Child's Play

Everything in the life of my four year-old son is about interacting with the physicality of things, seeing how the outside world impacts on his body.

His small feet stampede like those of an elephant of much bigger size. He hurls himself on to sofas and bounces off beds. He mixes things, swirls things, and squashes things. He sticks things together and breaks them apart. He constructs giant towers, and then sends them flying.

He also talks non-stop. If he can’t think of something to say in one of the three languages he speaks (English, Dutch, French) then he talks to a teddy, a plug or a half-eaten carrot, in the language he informs me that it speaks, revelling in forming as yet untried shapes with his mouth.  And so it goes on, relentlessly, until, at last, he sleeps.
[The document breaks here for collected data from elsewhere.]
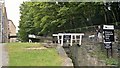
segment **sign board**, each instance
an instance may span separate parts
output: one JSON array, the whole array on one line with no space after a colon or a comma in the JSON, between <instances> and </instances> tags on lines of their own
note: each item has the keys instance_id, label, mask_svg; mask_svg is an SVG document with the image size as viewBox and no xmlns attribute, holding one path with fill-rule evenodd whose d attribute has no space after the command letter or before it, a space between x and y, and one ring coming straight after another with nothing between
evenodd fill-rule
<instances>
[{"instance_id":1,"label":"sign board","mask_svg":"<svg viewBox=\"0 0 120 68\"><path fill-rule=\"evenodd\" d=\"M103 30L103 38L105 42L114 42L114 31Z\"/></svg>"},{"instance_id":2,"label":"sign board","mask_svg":"<svg viewBox=\"0 0 120 68\"><path fill-rule=\"evenodd\" d=\"M109 49L111 49L111 56L113 55L112 42L114 42L114 25L103 25L103 38L105 48L107 49L107 57L109 58Z\"/></svg>"},{"instance_id":3,"label":"sign board","mask_svg":"<svg viewBox=\"0 0 120 68\"><path fill-rule=\"evenodd\" d=\"M103 30L114 30L114 25L103 25Z\"/></svg>"},{"instance_id":4,"label":"sign board","mask_svg":"<svg viewBox=\"0 0 120 68\"><path fill-rule=\"evenodd\" d=\"M114 26L103 25L104 42L114 42Z\"/></svg>"},{"instance_id":5,"label":"sign board","mask_svg":"<svg viewBox=\"0 0 120 68\"><path fill-rule=\"evenodd\" d=\"M105 48L106 49L110 49L112 47L112 43L111 42L104 42Z\"/></svg>"}]
</instances>

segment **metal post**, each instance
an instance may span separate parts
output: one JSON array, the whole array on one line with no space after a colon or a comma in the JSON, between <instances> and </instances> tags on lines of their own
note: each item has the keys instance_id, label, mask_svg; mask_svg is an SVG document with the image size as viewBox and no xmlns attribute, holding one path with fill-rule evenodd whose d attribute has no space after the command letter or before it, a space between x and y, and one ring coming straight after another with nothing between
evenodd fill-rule
<instances>
[{"instance_id":1,"label":"metal post","mask_svg":"<svg viewBox=\"0 0 120 68\"><path fill-rule=\"evenodd\" d=\"M79 45L81 45L82 35L80 35Z\"/></svg>"},{"instance_id":2,"label":"metal post","mask_svg":"<svg viewBox=\"0 0 120 68\"><path fill-rule=\"evenodd\" d=\"M73 41L73 35L71 35L71 42L70 42L71 46L72 46L72 41Z\"/></svg>"},{"instance_id":3,"label":"metal post","mask_svg":"<svg viewBox=\"0 0 120 68\"><path fill-rule=\"evenodd\" d=\"M106 50L107 50L107 58L109 58L109 51L108 51L109 49L106 49Z\"/></svg>"},{"instance_id":4,"label":"metal post","mask_svg":"<svg viewBox=\"0 0 120 68\"><path fill-rule=\"evenodd\" d=\"M113 57L113 48L112 48L112 43L111 43L111 57Z\"/></svg>"},{"instance_id":5,"label":"metal post","mask_svg":"<svg viewBox=\"0 0 120 68\"><path fill-rule=\"evenodd\" d=\"M61 35L61 46L63 46L63 35Z\"/></svg>"},{"instance_id":6,"label":"metal post","mask_svg":"<svg viewBox=\"0 0 120 68\"><path fill-rule=\"evenodd\" d=\"M57 38L58 38L58 44L60 44L60 38L59 38L59 35L57 36Z\"/></svg>"}]
</instances>

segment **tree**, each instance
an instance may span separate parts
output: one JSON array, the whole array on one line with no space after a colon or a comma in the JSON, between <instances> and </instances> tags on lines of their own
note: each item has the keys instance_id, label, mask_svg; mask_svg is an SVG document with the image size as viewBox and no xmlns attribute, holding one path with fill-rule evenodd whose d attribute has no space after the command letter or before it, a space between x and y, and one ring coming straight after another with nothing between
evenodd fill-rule
<instances>
[{"instance_id":1,"label":"tree","mask_svg":"<svg viewBox=\"0 0 120 68\"><path fill-rule=\"evenodd\" d=\"M20 7L19 35L23 40L24 34L51 35L92 25L119 24L118 5L102 2L24 2Z\"/></svg>"}]
</instances>

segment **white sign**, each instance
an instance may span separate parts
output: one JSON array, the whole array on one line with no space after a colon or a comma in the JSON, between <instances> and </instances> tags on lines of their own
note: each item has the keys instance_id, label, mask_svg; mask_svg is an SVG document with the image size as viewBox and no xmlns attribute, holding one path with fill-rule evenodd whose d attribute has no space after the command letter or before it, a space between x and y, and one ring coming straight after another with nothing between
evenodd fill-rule
<instances>
[{"instance_id":1,"label":"white sign","mask_svg":"<svg viewBox=\"0 0 120 68\"><path fill-rule=\"evenodd\" d=\"M105 42L114 42L114 25L103 25L103 38Z\"/></svg>"},{"instance_id":2,"label":"white sign","mask_svg":"<svg viewBox=\"0 0 120 68\"><path fill-rule=\"evenodd\" d=\"M103 29L114 30L114 25L103 25Z\"/></svg>"}]
</instances>

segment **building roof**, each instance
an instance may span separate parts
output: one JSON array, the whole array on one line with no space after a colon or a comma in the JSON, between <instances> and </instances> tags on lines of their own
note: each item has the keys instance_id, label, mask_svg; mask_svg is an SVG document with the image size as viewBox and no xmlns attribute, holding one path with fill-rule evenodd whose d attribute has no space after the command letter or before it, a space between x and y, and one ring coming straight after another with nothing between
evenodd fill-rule
<instances>
[{"instance_id":1,"label":"building roof","mask_svg":"<svg viewBox=\"0 0 120 68\"><path fill-rule=\"evenodd\" d=\"M8 19L8 22L9 22L9 21L10 21L10 22L14 25L14 27L16 28L15 24L13 23L13 21L10 20L10 19Z\"/></svg>"}]
</instances>

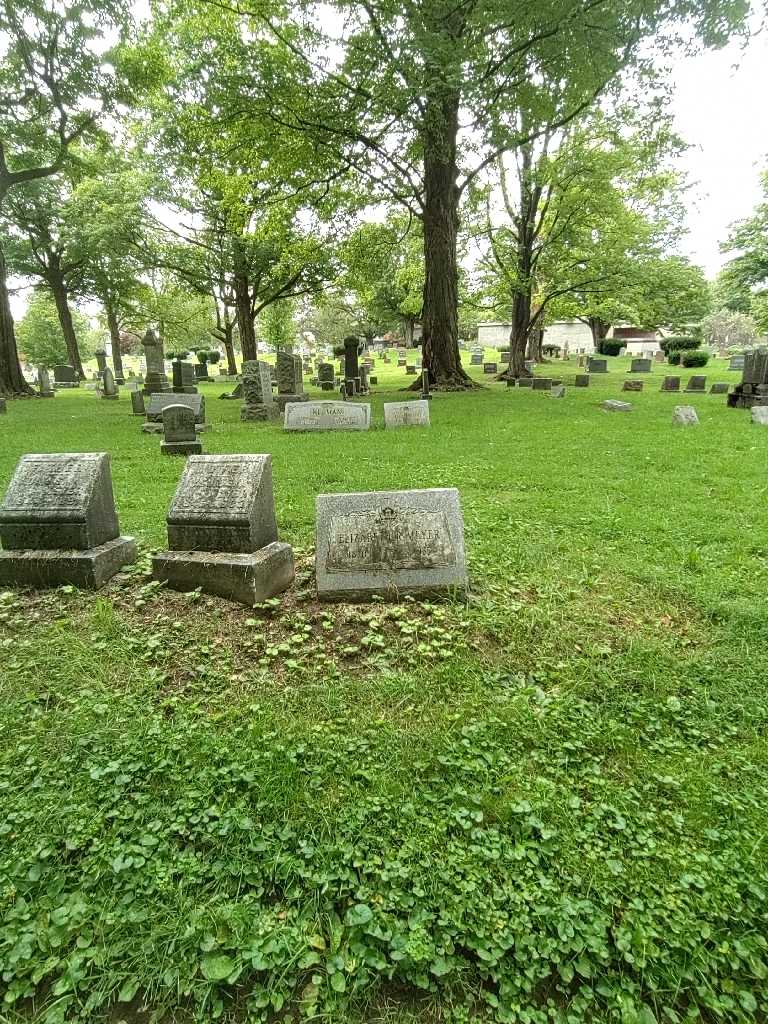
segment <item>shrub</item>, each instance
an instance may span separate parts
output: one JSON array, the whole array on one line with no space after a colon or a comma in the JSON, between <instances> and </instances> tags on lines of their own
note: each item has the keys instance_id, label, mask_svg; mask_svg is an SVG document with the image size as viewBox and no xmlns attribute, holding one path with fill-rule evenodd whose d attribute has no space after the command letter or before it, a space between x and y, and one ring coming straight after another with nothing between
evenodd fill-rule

At that point I give a huge sigh of relief and nearly give up the ghost with exhaustion myself.

At school he is learning his letters, and about how, when put together, they make something called ‘words’. Where we might ask ‘what does C-A-T spell?’ He asks  ‘what happens when you mix a C and A and a T? ’ Or ‘what happens when you stick them together?’  Or ‘what do they do when you stand them next to each other’.  They are physical substances to be explored in the same way he plays with every other aspect of life. 

Listening to him, and watching his endless striving to get to the core of things, I was reminded of the words of Italian journalist and writer Italo Calvino. In a letter to one of his critics, as published in Italo Calvino: Letters, 1941-1985, he explained how to view his work:

"In every piece I write, I believe, one can see parts that are more written and parts that are less written, the former where the commitment to writing is at its maximum and the latter which are like bits that have been merely drawn beside bits that are painted.

The written page is not a uniform surface like a piece of plastic; it is more like the cross-section of a piece of wood, in which you can see how the lines of the fibres run, where they form a knot, where a branch goes off.

Now in these more written parts there are some I call ‘written very small’ because when writing them it happens that (I write with a pen) my handwriting becomes very small, with o’s and a’s that have no hole in the middle, and are reduced to tiny points; and there are others that I call ‘written big’ because here instead my handwriting becomes broader, with o’s and a’s where you could put your finger in the loop.

These parts ‘written very small’ I would say are those where I tend toward a verbal density, toward the minutely descriptive. For instance, the description of the cloud of smog, or the window in the boss’s office. . . .

The parts ‘written big’ on the other hand are those which tend toward verbal rarefaction. For instance, very brief landscapes, almost lines of verse: “Era autunno; qualche albero era d’oro” (It was autumn; some of the trees were golden.)"

This morning my son marveled at my computer screen. ‘Why do you write little words, and so many?’ he asked. I sighed. If only he knew just how many I write!

Now I’m exploring my relationship to words. How can I stay connected to my physical, embodied, and emotional experience as I write? How can I prevent myself from becoming a robot in my execution of them? How can I unearth their full potential as it reflects my journey to reveal my full potential as a human being?  

Time to feel along the grain of the wood of my page, a newly awakened person following the grooves of the story hidden within.

The Monthly Writing Prompt

You’re going to work with just one sentence for this exercise. So, take time time to choose a phrase that has meaning for you. It might be question about your direction in life, a statement that is emotive or empowering for you, or a quote that touches your heart when you read it.

Now play with this sentence. Write it big, write it small, write it backwards and upside down. Write in in different colours.  Use art materials or natural materials to construct it in 3D.  Get inside it, circle it, and look at it from all vantage points.

As you play with the form of it, note any thoughts or emotions that arise in response to it.

  • When does the emotional response get stronger and when weaker? Can you choose to alter that?
  • What ideas, images, and words arise?
  • Which ways of working with the words as physical materials make you feel most creative?
  • Which engage your interest, and which lose it?